GE Oil and Gas, led by GE Senior Vice President and Oil and Gas CEO Dan Heintzelman, is headquartered in Florence, Italy. It is expected to provide equipment and services for all segments of the offshore and onshore oil and gas industry, including turbomachinery and drilling and surface, subsea, and pipeline equipment and services. Its employee strength is estimated to be approximately 33,000 employees and the planned revenue is expected to be approximately $15 billion in 2012.
GE Energy Management, led by GE Senior Vice President and Energy Management CEO Dan Janki, is headquartered in Atlanta, Georgia. It consists of technology solutions for the delivery, management, conversion, and optimization of electrical power for customers across multiple energy-intensive industries, and is likely to have approximately 27,000 employees and planned revenue of approximately $7 billion this year.

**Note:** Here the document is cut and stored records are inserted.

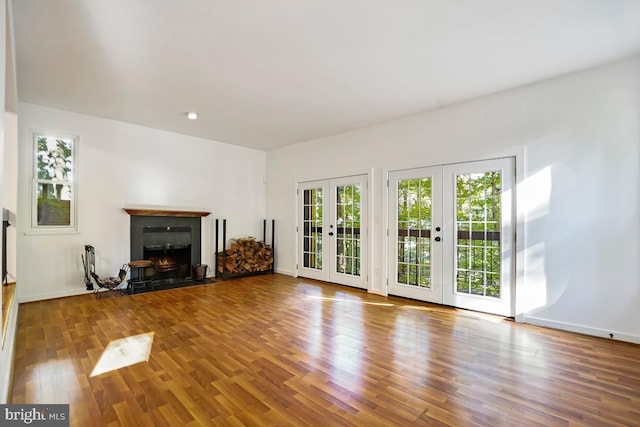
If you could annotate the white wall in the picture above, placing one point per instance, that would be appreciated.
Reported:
(577, 138)
(8, 341)
(10, 188)
(123, 165)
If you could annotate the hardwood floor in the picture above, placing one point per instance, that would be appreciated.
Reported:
(274, 350)
(8, 292)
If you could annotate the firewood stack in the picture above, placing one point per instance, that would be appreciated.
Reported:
(246, 256)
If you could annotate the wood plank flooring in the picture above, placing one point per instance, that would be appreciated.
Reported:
(274, 350)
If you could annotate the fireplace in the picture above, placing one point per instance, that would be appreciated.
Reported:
(171, 240)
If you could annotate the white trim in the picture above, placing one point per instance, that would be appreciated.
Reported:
(580, 329)
(73, 184)
(7, 350)
(53, 295)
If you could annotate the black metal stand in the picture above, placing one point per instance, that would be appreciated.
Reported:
(223, 254)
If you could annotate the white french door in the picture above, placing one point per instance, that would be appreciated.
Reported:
(451, 235)
(332, 230)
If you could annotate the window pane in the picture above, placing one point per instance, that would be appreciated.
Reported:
(54, 159)
(54, 204)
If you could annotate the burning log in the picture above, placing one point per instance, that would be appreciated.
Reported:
(164, 264)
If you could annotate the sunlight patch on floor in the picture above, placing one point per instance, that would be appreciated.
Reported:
(384, 304)
(124, 352)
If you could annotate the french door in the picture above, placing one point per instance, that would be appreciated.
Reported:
(332, 230)
(451, 235)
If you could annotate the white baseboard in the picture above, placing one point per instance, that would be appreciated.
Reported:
(580, 329)
(52, 295)
(7, 353)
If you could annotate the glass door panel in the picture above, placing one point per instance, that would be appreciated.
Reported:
(333, 235)
(312, 209)
(478, 257)
(413, 220)
(451, 235)
(312, 228)
(349, 227)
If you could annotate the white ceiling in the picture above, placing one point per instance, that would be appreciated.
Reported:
(265, 74)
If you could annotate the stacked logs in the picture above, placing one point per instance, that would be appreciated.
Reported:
(246, 256)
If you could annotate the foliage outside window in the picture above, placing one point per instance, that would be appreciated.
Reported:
(54, 182)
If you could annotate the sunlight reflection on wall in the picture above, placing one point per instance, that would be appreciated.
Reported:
(535, 197)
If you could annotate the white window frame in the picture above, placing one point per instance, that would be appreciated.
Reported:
(72, 184)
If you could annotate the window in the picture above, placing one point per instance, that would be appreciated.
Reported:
(54, 182)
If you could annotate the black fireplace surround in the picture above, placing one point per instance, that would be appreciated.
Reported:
(170, 241)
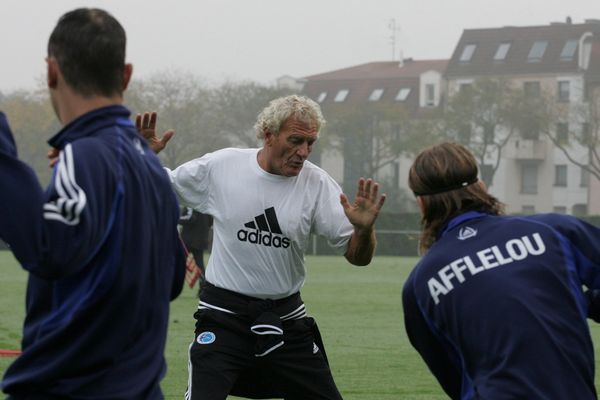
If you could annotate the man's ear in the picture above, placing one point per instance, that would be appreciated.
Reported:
(52, 72)
(127, 71)
(269, 137)
(482, 185)
(421, 204)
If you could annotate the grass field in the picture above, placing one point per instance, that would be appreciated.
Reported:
(359, 314)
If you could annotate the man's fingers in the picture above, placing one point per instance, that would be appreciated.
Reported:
(344, 201)
(167, 136)
(152, 120)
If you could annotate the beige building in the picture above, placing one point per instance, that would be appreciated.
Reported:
(561, 61)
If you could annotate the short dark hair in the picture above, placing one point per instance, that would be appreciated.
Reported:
(445, 176)
(89, 46)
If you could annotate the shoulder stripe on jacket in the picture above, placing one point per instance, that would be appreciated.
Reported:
(71, 198)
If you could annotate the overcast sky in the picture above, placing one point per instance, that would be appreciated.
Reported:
(261, 40)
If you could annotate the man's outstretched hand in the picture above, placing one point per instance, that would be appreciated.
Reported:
(146, 126)
(367, 204)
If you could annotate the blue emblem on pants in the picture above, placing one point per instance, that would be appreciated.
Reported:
(206, 338)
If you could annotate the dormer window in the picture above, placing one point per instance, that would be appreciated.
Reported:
(537, 51)
(341, 95)
(568, 51)
(501, 52)
(403, 94)
(430, 95)
(467, 53)
(376, 95)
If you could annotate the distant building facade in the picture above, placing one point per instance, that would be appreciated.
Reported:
(534, 174)
(562, 59)
(415, 88)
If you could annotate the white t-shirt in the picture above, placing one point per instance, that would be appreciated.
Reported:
(262, 222)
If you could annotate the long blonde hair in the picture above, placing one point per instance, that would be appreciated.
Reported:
(445, 177)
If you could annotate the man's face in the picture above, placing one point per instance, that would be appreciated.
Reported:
(288, 150)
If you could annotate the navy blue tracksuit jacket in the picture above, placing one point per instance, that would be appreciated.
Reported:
(497, 311)
(104, 261)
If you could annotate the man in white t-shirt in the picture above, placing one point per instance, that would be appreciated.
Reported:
(253, 337)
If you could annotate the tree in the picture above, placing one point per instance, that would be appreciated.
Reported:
(184, 103)
(372, 139)
(236, 106)
(574, 128)
(483, 116)
(33, 122)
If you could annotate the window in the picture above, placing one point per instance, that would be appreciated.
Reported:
(564, 91)
(486, 171)
(341, 95)
(528, 209)
(579, 210)
(537, 51)
(465, 88)
(560, 175)
(467, 53)
(585, 178)
(396, 167)
(586, 134)
(376, 95)
(402, 94)
(501, 52)
(532, 89)
(568, 51)
(562, 133)
(430, 94)
(529, 179)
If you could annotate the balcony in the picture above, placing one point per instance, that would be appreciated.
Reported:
(526, 149)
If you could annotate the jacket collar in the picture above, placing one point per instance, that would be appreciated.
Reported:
(90, 122)
(460, 219)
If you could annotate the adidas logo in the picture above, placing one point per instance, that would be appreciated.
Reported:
(264, 230)
(466, 233)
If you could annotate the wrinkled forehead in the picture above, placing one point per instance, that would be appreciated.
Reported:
(296, 125)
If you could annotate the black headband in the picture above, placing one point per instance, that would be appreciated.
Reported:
(447, 188)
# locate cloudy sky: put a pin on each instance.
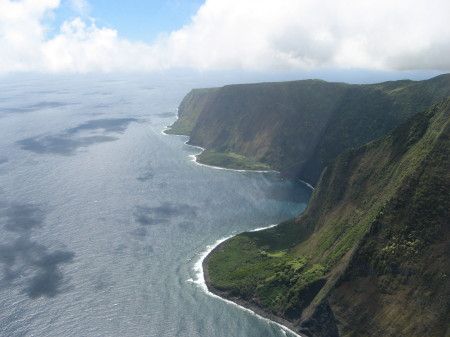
(79, 36)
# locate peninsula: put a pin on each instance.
(370, 255)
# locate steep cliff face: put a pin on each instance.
(369, 257)
(298, 127)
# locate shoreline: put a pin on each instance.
(201, 266)
(283, 324)
(194, 157)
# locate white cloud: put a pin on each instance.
(82, 7)
(242, 34)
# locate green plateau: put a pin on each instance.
(370, 254)
(297, 127)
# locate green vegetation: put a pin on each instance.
(231, 160)
(371, 248)
(299, 127)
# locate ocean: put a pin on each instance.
(104, 218)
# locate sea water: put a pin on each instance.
(104, 218)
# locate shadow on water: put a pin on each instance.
(69, 141)
(148, 216)
(28, 264)
(35, 107)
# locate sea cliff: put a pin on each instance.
(297, 127)
(369, 256)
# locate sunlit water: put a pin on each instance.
(104, 218)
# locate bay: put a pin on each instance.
(104, 217)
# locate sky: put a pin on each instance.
(84, 36)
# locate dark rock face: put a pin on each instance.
(299, 127)
(377, 230)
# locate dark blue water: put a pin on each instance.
(103, 217)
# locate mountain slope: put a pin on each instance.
(369, 256)
(298, 127)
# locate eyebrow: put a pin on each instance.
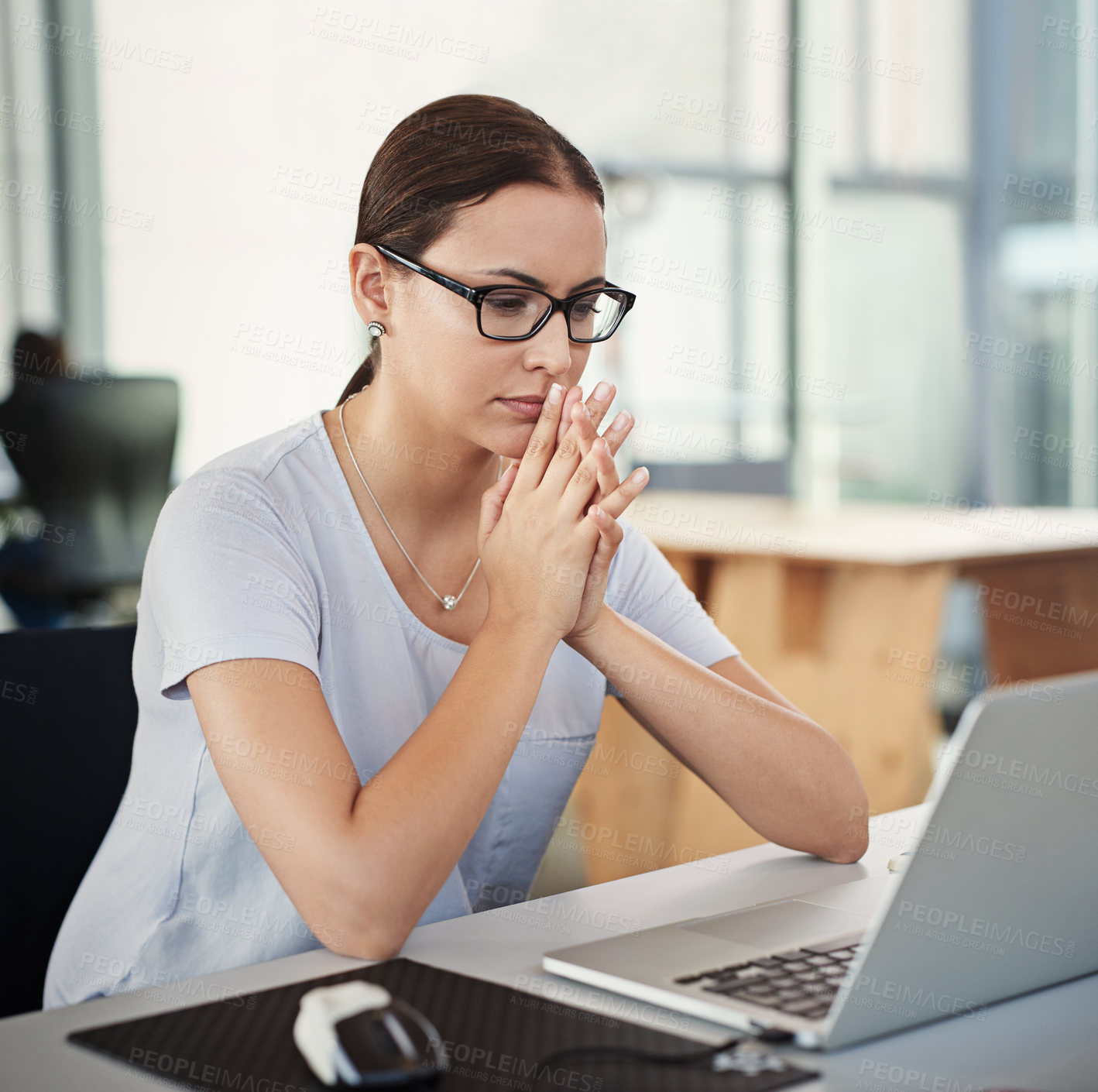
(534, 283)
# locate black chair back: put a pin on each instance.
(68, 713)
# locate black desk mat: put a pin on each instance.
(494, 1039)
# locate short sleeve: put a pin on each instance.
(225, 579)
(643, 585)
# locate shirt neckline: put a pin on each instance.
(348, 498)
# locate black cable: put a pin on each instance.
(660, 1059)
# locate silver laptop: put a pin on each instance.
(997, 899)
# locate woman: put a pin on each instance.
(371, 658)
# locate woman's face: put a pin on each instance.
(554, 236)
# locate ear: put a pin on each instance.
(369, 280)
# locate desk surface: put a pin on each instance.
(873, 533)
(1043, 1041)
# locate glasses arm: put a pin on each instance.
(454, 286)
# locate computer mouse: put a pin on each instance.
(358, 1033)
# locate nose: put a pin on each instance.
(549, 347)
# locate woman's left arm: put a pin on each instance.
(782, 772)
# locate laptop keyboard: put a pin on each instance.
(801, 981)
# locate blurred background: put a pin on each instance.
(862, 238)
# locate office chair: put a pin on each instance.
(68, 714)
(96, 462)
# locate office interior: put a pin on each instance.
(862, 238)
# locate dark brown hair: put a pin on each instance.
(455, 152)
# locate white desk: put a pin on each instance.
(1045, 1041)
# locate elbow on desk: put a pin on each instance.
(851, 850)
(367, 944)
(853, 842)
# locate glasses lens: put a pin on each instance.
(512, 312)
(595, 315)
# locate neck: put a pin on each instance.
(423, 477)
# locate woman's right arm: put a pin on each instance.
(368, 859)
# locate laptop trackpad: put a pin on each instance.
(792, 923)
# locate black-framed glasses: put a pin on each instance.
(513, 312)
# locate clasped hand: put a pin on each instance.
(549, 527)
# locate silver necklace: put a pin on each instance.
(448, 601)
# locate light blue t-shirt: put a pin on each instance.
(262, 553)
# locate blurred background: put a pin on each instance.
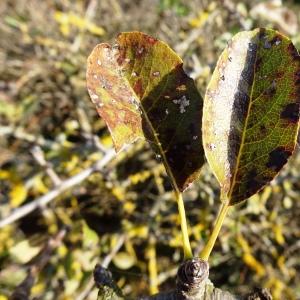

Transition during the third quarter
GE will begin reporting separate segment financial results for these three businesses beginning with the fourth quarter of 2012. GE Vice Chairman and GE Energy Infrastructure CEO John Krenicki will oversee the transition to the new Energy structure during the third quarter. During the fourth quarter, he will continue to serve as a GE vice chairman and advisor to Immelt. Krenicki has decided to leave the company at the end of 2012.
Immelt said, “Big companies are always fighting organizational complexity. We are taking action at a time when the Energy business is doing well. The business had a solid quarter with earnings up 13% and has a big backlog of great products. Removing layers is one way to reduce costs and increase our speed, focus and agility in the marketplace so that we serve customers better.”